By noting that there were no original embodiments that did not locate the customer interface on the vending machine, the court narrowly construed the “customer interface” claim element in a way that, by definition, could not have been supported by the original specification. This type of result may be possible in every patent having a CIP in its continuity chain. In other words, if any genus claim element in a CIP covers one species disclosed in a parent application and another species disclosed in a CIP application, the genus claim element may not have written description support in the parent application. Furthermore, this result is theoretically not limited to CIP continuity chains. For example, similar results may be reached when patents claim priority to provisional applications that disclose fewer embodiments or are less extensive than the resulting patent disclosures.
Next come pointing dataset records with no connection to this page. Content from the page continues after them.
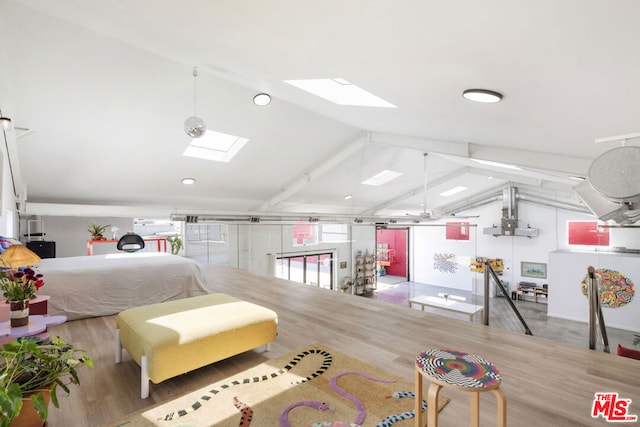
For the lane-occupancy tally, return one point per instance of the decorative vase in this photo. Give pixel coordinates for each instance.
(19, 313)
(28, 416)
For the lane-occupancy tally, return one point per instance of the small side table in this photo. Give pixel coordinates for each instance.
(463, 371)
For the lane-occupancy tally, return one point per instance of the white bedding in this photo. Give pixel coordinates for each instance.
(100, 285)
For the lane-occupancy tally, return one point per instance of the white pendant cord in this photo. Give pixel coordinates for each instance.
(424, 206)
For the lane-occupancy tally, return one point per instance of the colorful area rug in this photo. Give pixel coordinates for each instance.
(314, 386)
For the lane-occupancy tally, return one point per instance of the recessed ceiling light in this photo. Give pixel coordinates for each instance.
(341, 92)
(497, 164)
(382, 178)
(262, 99)
(216, 146)
(482, 95)
(454, 190)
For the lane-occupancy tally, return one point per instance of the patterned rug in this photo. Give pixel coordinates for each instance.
(314, 386)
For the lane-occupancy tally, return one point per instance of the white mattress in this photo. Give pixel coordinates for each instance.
(100, 285)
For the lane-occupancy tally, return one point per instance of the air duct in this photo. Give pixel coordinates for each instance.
(509, 221)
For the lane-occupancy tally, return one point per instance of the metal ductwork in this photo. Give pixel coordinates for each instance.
(612, 189)
(509, 221)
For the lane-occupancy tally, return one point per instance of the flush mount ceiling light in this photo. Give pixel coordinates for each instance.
(194, 126)
(482, 95)
(340, 91)
(5, 122)
(262, 99)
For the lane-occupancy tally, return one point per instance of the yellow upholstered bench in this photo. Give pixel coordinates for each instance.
(175, 337)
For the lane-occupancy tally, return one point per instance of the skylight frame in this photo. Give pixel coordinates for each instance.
(454, 190)
(497, 164)
(381, 178)
(341, 92)
(215, 146)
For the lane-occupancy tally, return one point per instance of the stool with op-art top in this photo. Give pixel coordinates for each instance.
(459, 370)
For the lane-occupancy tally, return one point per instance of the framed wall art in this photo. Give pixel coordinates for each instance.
(537, 270)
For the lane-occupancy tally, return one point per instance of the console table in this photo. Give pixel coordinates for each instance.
(447, 304)
(161, 241)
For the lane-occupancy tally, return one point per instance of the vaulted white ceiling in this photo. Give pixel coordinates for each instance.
(104, 87)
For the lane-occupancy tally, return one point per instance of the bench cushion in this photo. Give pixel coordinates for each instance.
(183, 335)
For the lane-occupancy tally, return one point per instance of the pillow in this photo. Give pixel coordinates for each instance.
(5, 242)
(628, 352)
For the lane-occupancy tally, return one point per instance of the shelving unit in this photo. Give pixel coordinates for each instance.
(365, 274)
(385, 256)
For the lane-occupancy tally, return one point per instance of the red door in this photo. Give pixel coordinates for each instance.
(396, 244)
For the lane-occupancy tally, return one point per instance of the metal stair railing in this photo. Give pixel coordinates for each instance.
(595, 313)
(489, 272)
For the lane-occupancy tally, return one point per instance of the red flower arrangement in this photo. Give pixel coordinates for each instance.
(20, 285)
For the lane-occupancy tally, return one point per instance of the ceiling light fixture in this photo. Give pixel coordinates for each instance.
(5, 122)
(482, 95)
(194, 126)
(262, 99)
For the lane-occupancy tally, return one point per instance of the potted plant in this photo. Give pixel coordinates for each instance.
(18, 288)
(176, 244)
(97, 230)
(31, 372)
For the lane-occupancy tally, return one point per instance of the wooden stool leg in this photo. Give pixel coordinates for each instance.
(474, 413)
(432, 404)
(502, 407)
(418, 398)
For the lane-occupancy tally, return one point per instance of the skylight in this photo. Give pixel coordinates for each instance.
(382, 178)
(216, 146)
(340, 91)
(497, 164)
(454, 190)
There are several practice tips to take from this decision. For CIPs, utility applications claiming priority to provisional applications, and continuations of both, claims intended to have original filing dates should be drafted to explicitly exclude all new matter. In other words, to be assured of earliest priority for a particular set of claims, it may be necessary to make sure that it is not possible for any new matter to fall within the scope of those claims in any way. In addition, the Federal Circuit also noted in this case that the USPTO did not make a priority determination during examination. While such determinations rarely occur unless intervening prior art happens to arise, practitioners may wish to prompt such determinations when possible, in view of this decision.

Conclusion

Recent decisions have assaulted continuations on several fronts. Because of a new requirement to rescind claim scope disclaimers, it will be easier to avoid infringement of continuations, and because of strengthening enablement and written description requirements, more continuations will be invalidated on those grounds and on prior art grounds when priority claims are more easily broken. Consequently, care should be taken in the preparation and prosecution of any patent application claiming priority to another application.